Bernhard Ehrenzellers Idee einer Neueinteilung der schweizerischen Bistümer nimmt sodann Libero Gerosa (333ff.) konkret auf: Auf der Grundlage eines Projektes der Schweizerischen Bischofskonferenz aus dem Jahre 1980 ist seine Vision, dass nebst den bisherigen Bistümern zusätzlich ein Bistum Genf, ein Bistum Luzern (mit Aargau, Luzern und Zug) und ein Bistum Zürich (mit Schaffhausen, Thurgau und Zürich) geschaffen würden und des Weiteren alle Bistümer auf einer übergeordneten Ebene in drei Kirchenprovinzen und einem exemten Bistum Lugano zusammengefasst werden sollten.

Das Buch schliesst mit einzelnen Voten der Tagungsteilnehmer ab. Erwähnt sei hier die Stellungnahme von Daniel Kosch (351ff.). Er stellt fest, dass die staatskirchenrechtlichen Strukturen, welche in den meisten Kantonen vorherrschen, sich immer noch am besten eignen würden, wenn man die schwierige finanzielle Situation der Kirchen in den Kantonen, welche die (obligatorische) Kirchensteuer nicht kennen, vor Augen halte.
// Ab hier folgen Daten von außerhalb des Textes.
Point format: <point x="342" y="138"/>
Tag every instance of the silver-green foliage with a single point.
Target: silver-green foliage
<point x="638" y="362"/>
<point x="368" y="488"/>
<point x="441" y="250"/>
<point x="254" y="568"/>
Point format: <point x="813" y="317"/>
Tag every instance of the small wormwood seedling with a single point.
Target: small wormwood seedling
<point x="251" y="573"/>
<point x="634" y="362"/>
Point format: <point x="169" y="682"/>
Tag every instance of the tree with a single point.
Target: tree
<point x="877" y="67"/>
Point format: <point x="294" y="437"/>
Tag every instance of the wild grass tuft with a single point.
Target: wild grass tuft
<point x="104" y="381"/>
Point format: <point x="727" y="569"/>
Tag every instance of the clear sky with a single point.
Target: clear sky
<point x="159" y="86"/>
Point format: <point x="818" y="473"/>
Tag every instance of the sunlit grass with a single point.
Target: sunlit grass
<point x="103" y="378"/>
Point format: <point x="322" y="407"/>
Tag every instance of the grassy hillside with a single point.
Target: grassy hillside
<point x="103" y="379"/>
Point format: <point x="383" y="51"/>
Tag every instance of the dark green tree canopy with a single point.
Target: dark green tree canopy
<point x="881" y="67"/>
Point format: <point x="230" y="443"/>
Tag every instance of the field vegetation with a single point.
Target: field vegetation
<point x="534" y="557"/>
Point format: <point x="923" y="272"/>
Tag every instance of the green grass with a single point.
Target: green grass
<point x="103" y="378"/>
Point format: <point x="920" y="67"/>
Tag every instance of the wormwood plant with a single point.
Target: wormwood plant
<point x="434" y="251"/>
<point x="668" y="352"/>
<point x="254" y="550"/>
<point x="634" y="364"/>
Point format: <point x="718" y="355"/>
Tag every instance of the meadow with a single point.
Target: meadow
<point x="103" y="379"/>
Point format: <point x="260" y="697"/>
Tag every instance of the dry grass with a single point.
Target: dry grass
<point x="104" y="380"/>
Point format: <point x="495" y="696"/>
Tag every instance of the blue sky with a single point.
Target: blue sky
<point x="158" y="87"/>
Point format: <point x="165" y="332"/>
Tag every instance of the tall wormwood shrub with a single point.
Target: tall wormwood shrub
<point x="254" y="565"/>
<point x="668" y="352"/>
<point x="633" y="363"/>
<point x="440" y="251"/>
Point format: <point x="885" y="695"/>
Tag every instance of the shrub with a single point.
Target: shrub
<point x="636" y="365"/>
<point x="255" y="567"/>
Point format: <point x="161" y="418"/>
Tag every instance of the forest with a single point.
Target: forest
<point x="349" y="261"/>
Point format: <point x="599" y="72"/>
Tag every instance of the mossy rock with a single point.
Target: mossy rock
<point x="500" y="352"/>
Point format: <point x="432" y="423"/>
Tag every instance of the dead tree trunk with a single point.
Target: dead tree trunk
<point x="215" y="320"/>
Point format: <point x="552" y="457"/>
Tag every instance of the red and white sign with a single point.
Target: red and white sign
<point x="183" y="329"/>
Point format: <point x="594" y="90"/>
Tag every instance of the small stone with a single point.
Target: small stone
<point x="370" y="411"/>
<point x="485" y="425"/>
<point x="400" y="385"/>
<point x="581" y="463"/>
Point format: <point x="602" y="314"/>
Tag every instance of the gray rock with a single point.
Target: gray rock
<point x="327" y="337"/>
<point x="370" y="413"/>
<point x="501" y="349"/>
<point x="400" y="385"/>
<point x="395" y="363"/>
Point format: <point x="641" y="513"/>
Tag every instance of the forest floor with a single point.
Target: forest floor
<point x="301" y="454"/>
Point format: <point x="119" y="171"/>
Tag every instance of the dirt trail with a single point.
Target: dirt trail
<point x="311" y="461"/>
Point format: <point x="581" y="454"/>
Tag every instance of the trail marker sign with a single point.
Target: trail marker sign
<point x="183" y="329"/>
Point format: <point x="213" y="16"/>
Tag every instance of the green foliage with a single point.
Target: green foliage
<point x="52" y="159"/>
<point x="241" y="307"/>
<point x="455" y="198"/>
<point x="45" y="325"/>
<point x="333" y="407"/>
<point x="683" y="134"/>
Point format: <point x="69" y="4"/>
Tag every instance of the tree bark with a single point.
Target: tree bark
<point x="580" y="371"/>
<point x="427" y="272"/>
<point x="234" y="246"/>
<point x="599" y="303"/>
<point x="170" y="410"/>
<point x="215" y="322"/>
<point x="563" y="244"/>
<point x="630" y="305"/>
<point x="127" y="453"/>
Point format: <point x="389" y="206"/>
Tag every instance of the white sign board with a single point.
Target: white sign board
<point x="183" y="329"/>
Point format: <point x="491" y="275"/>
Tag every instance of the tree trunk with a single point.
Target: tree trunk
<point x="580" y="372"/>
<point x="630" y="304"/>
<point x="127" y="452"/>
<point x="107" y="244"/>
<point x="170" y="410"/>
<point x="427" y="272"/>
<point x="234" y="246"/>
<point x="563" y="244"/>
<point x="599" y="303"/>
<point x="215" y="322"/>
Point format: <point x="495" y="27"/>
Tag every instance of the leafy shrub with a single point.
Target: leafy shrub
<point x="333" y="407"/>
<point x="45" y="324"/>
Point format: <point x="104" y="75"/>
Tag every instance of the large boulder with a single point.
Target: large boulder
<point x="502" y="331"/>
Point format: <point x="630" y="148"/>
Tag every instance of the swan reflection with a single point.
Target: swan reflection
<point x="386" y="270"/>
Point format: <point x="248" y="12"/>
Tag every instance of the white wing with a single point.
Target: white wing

Trotzdem müssten in gewissen Punkten auch bei denjenigen staatskirchlichen Systemen, in denen für die Verwaltung der Kirchensteuer zuständige kirchliche Körperschaften geschaffen wurden, einzelne Modifikationen vorgenommen werden.

Da es sich um einen Tagungsband handelt, erstaunt es nicht, dass man bei den verschiedenen Beiträgen auf inhaltliche Wiederholungen stösst; dies ist insbesondere, bzw. typischerweise bei grundlegenden Punkten der Fall, wie z.B. der Beschreibung der verfassungsmässig garantierten Religionsfreiheit oder der grundsätzlich kantonalen Zuständigkeit für das Verhältnis Staat-Kirche.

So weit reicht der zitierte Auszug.